- Mourir à 30 ans
- Directed by: Romain Goupil
- Written by: Romain Goupil
- Produced by: Marin Karmitz
- Starring: Alain Bureau Romain Goupil Pierre Goupil Sophie Goupil Jacques Kébadian
- Cinematography: Pierre Goupil Jean-César Chiabaut Renan Pollès
- Edited by: Franssou Prenant
- Distributed by: MK2 Diffusion
- Release date: 1982;
- Running time: 95 minutes
- Country: France
- Language: French

= Half a Life (film) =

Half a Life (Mourir à 30 ans) is a 1982 film directed by Romain Goupil. The film won the Caméra d'Or and Award of the Youth (French film) at the Cannes Film Festival, along with the César Award for Best Debut.

== Plot ==
The film is a biographical black-and-white documentary about Michel Recanati, a militant leader during the May 1968 riots in Paris.

It tells the story of two friends through the left-wing groups in Paris between 1966 and 1978 when Michel goes missing and it is later discovered that he committed suicide. The film is both a personal tale and an in-depth look at the political scene in France during those years. It also documents the history of the CAL [Highschool Student Action Committee] and the LCR Revolutionary Communist League .

== Main protagonists ==

Much of the original footage filmed over 10 years before the 1982 movie documentary was also filmed by Goupil. His father Pierre worked in the cinema and Romain armed with a super 8 camera took some footage of the student riots and meetings from that time in Paris.

There is footage of speeches by Alain Krivine a leader of the Trotskyist movement in France and a member of the Revolutionary Communist League known by the acronym LCR Ligue Communiste Révolutionnaire.

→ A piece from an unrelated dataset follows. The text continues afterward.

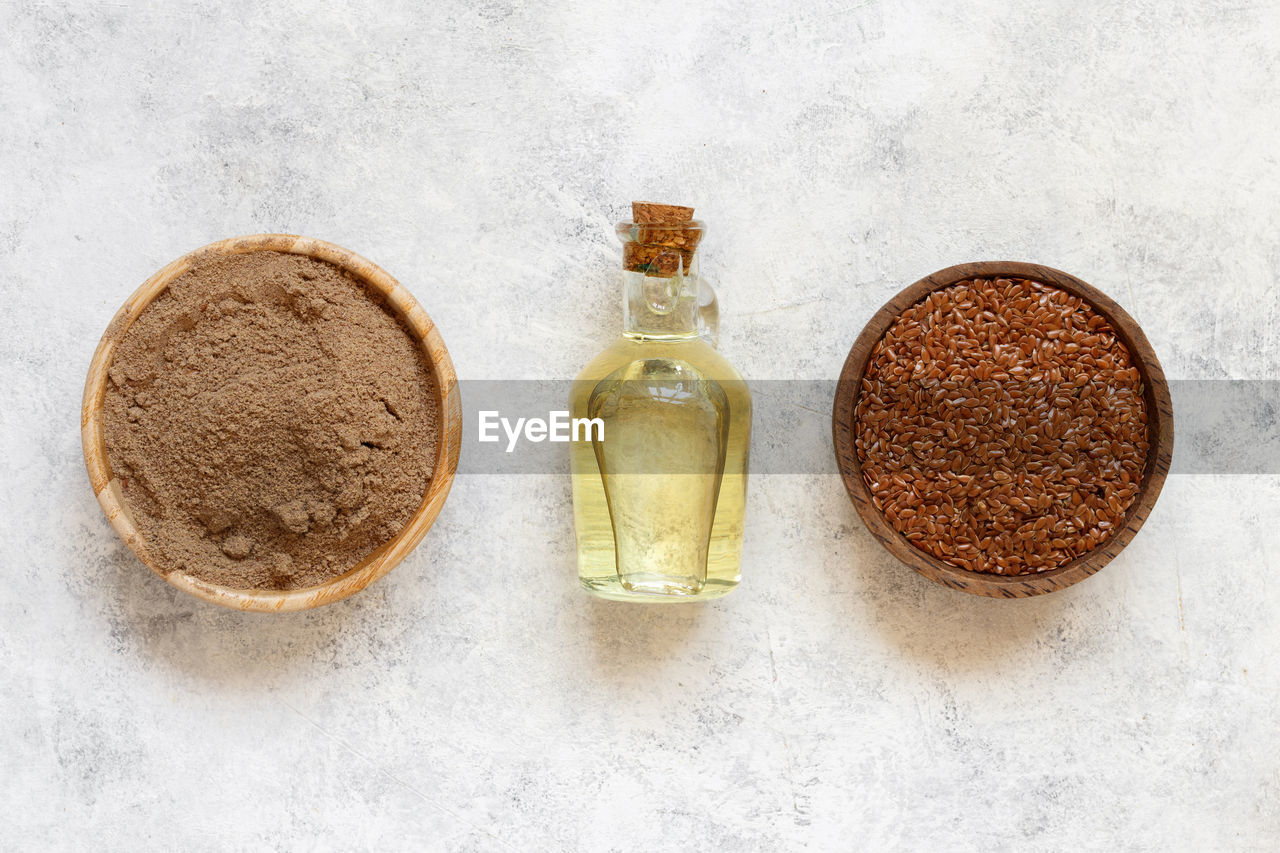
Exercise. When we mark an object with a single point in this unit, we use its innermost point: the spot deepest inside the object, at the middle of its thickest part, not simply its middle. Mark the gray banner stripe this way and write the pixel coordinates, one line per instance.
(1221, 427)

Other key figures of the French Left are interviewed at various points in the documentary. They include Trotskyist journalist Maurice Najman, also Henri Weber when he was a leading member of the Trotskyist Revolutionary Communist Youth known in French as: (JCR) Jeunesse communiste révolutionnaire and also a member of Revolutionary Communist League (LCR).

==Reception==
Vincent Canby summed up his review for The New York Times, "There is a lot of Francois Truffaut's Antoine Doinel in the Romain Goupil we see in Half a Life, especially in Mr. Goupil's inability to commit himself to any one cause for very long without seeing the other side. His film is the work of a talented, extremely self-aware new director."